/20111215-knb-upgrade-process

#persist

Metacat upgrade strategy
===================

Items needed to be upgraded
------------------------------------------
1. Identifier upgrade
2. Generate access polidy
3. Generate replication policy
4. Generate system metadata
5. Generate ORE maps

Identifier upgrade
-------------------------
In general, identifier upgrades happen automatically, and are the joined docid plus rev strings for existing content. This guarantees uniqueness, and provides a direct correspondence to existing local identifiers. However, some content may also get DOIs. How and to whom do we assign DOIs?

Existing content
    a. Local content (home server = 0)
    b. Replicated content
        b1. LTER
        b2. SanParks
        b3. PISCO
        b4. Brazil
        b5.GBIF
        b6. Palmyra
        b7. ESA
    c. Non-replicating, external metacat servers
        c1. Taiwan
        c2. etc.

New content
    a. DataONE API
    b. Metacat API

ORE Generation
------------------------
We want to generate package descriptions for EML-described data so that the existing EML-sense of a package is maintained in DataONE. The strategy for this will differ along two axes -- whether the EML is local or replicated, and whether the data is stored in metacat or just referenced via URI. We also need a strategy for how to handle new content after the upgrade occurs. See discussion here:
   http://bugzilla.ecoinformatics.org/show_bug.cgi?id=5522

When to do this upgrade? 1) At upgrade to 2.0.0, or 2) When D1 MN status is turned on?
   -- Decision: (2) create flag in metacat config, only do ORE gen when metacat is a MN
   -- as a CN: never generate anything (need a flag for acting as a CN? existing node type field?) (need a CN-side check that new nodes don't register as new CNs)

Data stored in Metacat (ecogrid URI)
   -- yes
Data referenced via other URL
-- Yes, download & save object if 1) resolvable, 2) matches type
-- Otherwise, just include URL in ORE map

Existing content
    a. Local content (home server = 0)
        -- Decision: generate ORE (assuming conditions above)
    b. Replicated content
        b1. LTER (to be MN)
        b2. SanParks (to be MN)
        b3. PISCO
        b4. Brazil
        b5. GBIF
            metacatdev.gbif.org/knb/servlet/replication, vs. OAIPMH
        b6. Palmyra
        b7. ESA
        b8. iEcolab (Spain)
    c. Non-replicating, external metacat servers
        c1. Taiwan
        c2. etc.

New content
    a. DataONE API
        -- Decision: do nothing
    b.
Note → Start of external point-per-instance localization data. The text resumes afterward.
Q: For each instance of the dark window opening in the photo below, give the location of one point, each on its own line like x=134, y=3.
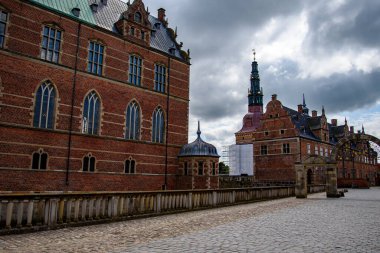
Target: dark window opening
x=89, y=163
x=200, y=168
x=39, y=160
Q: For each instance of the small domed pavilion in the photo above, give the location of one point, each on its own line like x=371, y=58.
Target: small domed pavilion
x=198, y=164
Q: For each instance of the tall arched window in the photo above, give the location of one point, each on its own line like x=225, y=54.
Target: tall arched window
x=91, y=114
x=158, y=126
x=88, y=163
x=39, y=160
x=138, y=17
x=133, y=122
x=44, y=106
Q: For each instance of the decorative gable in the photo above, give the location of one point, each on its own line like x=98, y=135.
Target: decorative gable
x=134, y=23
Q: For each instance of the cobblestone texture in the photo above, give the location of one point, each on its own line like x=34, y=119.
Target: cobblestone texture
x=316, y=224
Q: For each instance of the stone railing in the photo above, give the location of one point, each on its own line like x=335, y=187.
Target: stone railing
x=41, y=211
x=316, y=188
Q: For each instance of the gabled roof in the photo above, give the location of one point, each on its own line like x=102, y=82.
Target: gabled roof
x=107, y=15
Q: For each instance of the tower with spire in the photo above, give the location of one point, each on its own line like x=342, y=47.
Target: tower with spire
x=255, y=93
x=251, y=120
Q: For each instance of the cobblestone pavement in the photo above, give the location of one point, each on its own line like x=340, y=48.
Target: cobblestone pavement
x=316, y=224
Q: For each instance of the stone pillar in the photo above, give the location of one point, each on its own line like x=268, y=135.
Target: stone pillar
x=30, y=213
x=331, y=183
x=301, y=183
x=8, y=217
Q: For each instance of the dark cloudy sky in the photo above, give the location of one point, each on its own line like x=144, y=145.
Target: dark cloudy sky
x=327, y=49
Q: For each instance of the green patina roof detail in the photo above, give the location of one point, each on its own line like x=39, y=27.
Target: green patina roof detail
x=65, y=7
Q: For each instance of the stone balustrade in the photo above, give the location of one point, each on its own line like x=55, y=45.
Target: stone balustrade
x=41, y=211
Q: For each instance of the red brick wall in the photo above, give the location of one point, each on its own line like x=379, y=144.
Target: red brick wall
x=21, y=72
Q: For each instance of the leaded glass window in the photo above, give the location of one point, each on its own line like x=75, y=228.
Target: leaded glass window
x=51, y=44
x=88, y=163
x=135, y=64
x=133, y=122
x=39, y=160
x=91, y=114
x=3, y=26
x=158, y=126
x=130, y=166
x=95, y=58
x=44, y=106
x=159, y=78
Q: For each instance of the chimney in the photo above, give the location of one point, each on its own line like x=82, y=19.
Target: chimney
x=161, y=15
x=300, y=108
x=75, y=11
x=94, y=7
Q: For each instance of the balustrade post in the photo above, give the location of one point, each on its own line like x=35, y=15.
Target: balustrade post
x=8, y=217
x=20, y=210
x=76, y=209
x=29, y=216
x=158, y=203
x=91, y=209
x=190, y=200
x=109, y=209
x=84, y=209
x=98, y=203
x=61, y=210
x=68, y=210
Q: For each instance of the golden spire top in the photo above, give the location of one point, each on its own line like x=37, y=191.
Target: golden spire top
x=254, y=54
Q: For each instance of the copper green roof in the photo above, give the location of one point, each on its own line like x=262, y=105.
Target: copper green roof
x=107, y=15
x=66, y=6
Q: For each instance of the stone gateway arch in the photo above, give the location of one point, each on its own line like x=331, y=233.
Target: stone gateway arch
x=330, y=163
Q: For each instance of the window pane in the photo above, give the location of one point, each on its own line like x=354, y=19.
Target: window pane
x=92, y=164
x=127, y=163
x=46, y=31
x=35, y=161
x=85, y=163
x=2, y=28
x=132, y=166
x=43, y=164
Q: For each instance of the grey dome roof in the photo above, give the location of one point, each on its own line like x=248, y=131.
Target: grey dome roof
x=198, y=148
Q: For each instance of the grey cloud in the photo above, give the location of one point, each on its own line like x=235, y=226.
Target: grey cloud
x=355, y=23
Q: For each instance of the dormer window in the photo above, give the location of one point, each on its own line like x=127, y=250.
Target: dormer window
x=138, y=17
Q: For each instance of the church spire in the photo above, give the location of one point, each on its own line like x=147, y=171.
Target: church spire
x=305, y=110
x=255, y=94
x=199, y=130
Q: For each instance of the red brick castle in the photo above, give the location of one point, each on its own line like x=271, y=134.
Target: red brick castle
x=94, y=95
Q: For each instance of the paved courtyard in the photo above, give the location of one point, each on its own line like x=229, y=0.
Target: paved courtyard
x=316, y=224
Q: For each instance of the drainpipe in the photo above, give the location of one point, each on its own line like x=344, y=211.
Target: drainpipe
x=167, y=127
x=72, y=105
Metacat API
        -- Generate ORE, iff the metacat instance has D1 turned on

~~Sync seq~~
   ~~1. KNB home content~~
   ~~2. LTER home content~~
   ~~3. SanParks Home content~~
   ~~4. KNB replicated content~~
       ~~(any OREs that already exist don't get generated for existing MNs)~~
       ~~(for other KNB rep nordes, generate ORE maps with KNB as authoritative)~~
   ~~5. LTER replicated content~~

Converting a node from KNB to D1
--------------------------------------------------
0. Generate ORE (for all content that doesn't already have it) and sync all KNB content
1. Turn off LTER knb rep
2. Register LTER as MN, sync is off
    2a. (LTER avoid gen of ORE for any for which that graph exists)
3. On KNB, change Auth MN to LTER for all LTER replicas and ORE maps
4. Turn on LTER sync
    -- when CN discovers that an object is a replica, CN triggers sysmetaChanged event at LTER

Generating Replication policies
---------------------------------------------

Updating access policies
------------------------------------
Regarding RightsHolder and AuthoritativeMN, see:
http://bugzilla.ecoinformatics.org/show_bug.cgi?id=5523

Checking if data downloaded is legit
-----------------------------------------------------
                                switch (eml-type):
                                  case text/plain:
                                    if (isText() && !isHTML()) then archive()
                                  case text/csv: (or other delimited types)
                                    if (isText() and isValidCSV()) then archive()
                                  case text/html:
                                          if (isHTML()) then archive()
                                  case application/excel or application/msaccess:
                                        if (isBinary()) then archive()
                                  case image/*:
                                    if (isValidImageFormat()) then archive() (maybe just isBinary()?)
                                   ...
                                  case netCDF:
                                    if (isNetCDF()) then archive()
                                  case text/pdf:

                                  ...
                                  default:
                                    break;

         alternate
             if (text/html && isHTML()) then archive;
             if (!text/html && !isHTML() then archive;